Meet BTWN MGMT, a modeling agency that started operating in August 2019 and is already shaking up society’s beauty standards and representation. The agency represents models with no shape, size, color, height, or beauty restrictions, focusing on how their models want to be seen rather than what the modeling world tells them to look like.

The company motto is to stand up for everyone who has felt like they are “too little” or “too much” and create a “btwn” space where they can be within a happy medium, in a world where women are constantly defined by bodily extremes.

Aside from their modeling management, they also run a lifestyle site that navigates topics from beauty, food, travel, and mental health.

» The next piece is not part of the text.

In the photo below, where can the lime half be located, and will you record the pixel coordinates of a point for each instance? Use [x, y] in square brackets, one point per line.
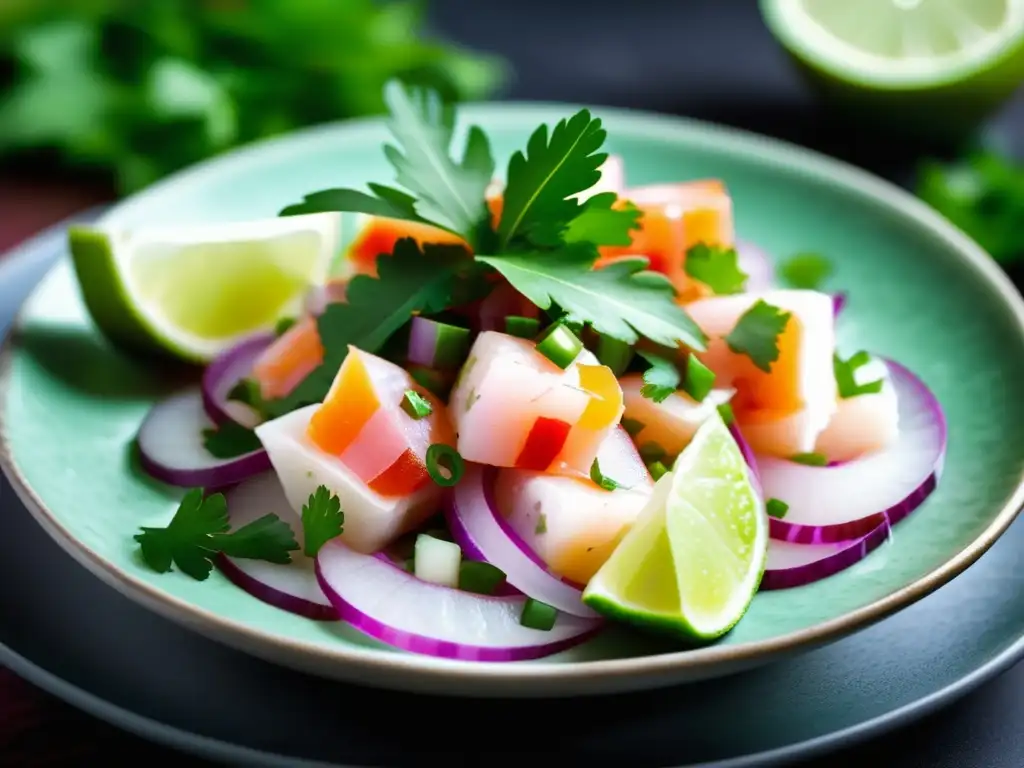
[193, 292]
[924, 66]
[694, 558]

Their website states, “we’re a lifestyle site, but not the kind that will recommend you take a trip to go glamping in a yurt in Tulum if you have seasonal depression, the kind that wants to have a continuing conversation about how to figure it all out, together.I don’t know about you, but I’m living for it.

[Woman saying, “I’m simply appalled at the double standards you men try to impose on us women.”] Via Giphy

Although BTWN MGMT have stayed relatively quiet with a low profile social media presence, their impact has been quickly infiltrating some of your favorite brands. With popular clients such as Reformation, Allbirds, Target, Macy’s, Urban Outfitters, Savage X Fenty, Teen Vogue, SELF, Billie, American Eagle, Nordstrom, Walmart, Glossier, and more, you’re guaranteed to have seen at least one of their clients in one of your shopping endeavors since last August.

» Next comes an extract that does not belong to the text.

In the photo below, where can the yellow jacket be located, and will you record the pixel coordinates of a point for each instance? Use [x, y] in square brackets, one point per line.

Some may question why BTWN MGMT are quietly changing the beauty landscape for models, and why their work has been so silent instead of becoming a powerful voice for women who are struggling with body image, but I would argue that’s part of their plan. BTWN MGMT are showing the media and the public models of all body shapes and sizes – that’s not brave, that’s just how it should be.

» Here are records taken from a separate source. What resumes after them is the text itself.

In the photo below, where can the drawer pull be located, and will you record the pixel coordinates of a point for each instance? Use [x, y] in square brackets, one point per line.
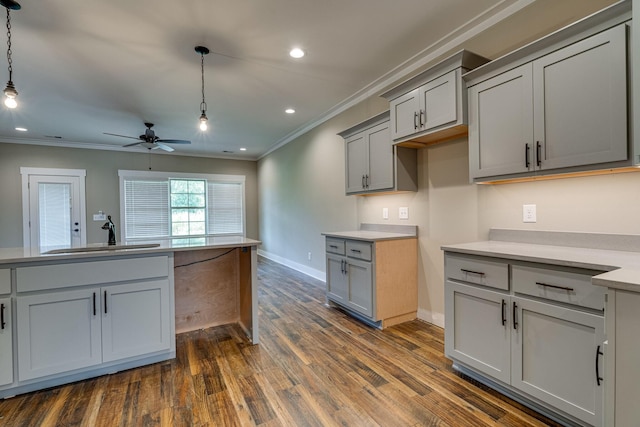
[479, 273]
[546, 285]
[599, 379]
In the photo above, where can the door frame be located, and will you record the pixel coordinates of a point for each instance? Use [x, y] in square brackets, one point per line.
[26, 172]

So why do we need more agencies like BTWN MGMT? If you’ve ever talked to a model, they’ll tell you that women who work in this profession are often the most unhappy group you will ever meet. The body and beauty expectations of their job are so unbelievably unrealistic, these expectations start to take an extreme toll on them mentally and physically from the day they enter the modeling world. But it’s not just the models who are suffering. Over the last decade, we have seen a drastic increase in body dissatisfaction in women, with mental illnesses such as body dysmorphia and eating disorders sadly affecting more and more women. An activity as innocent as buying a new shirt has become a warzone for women when they don’t see their body type being accounted for at the store they are giving their money to.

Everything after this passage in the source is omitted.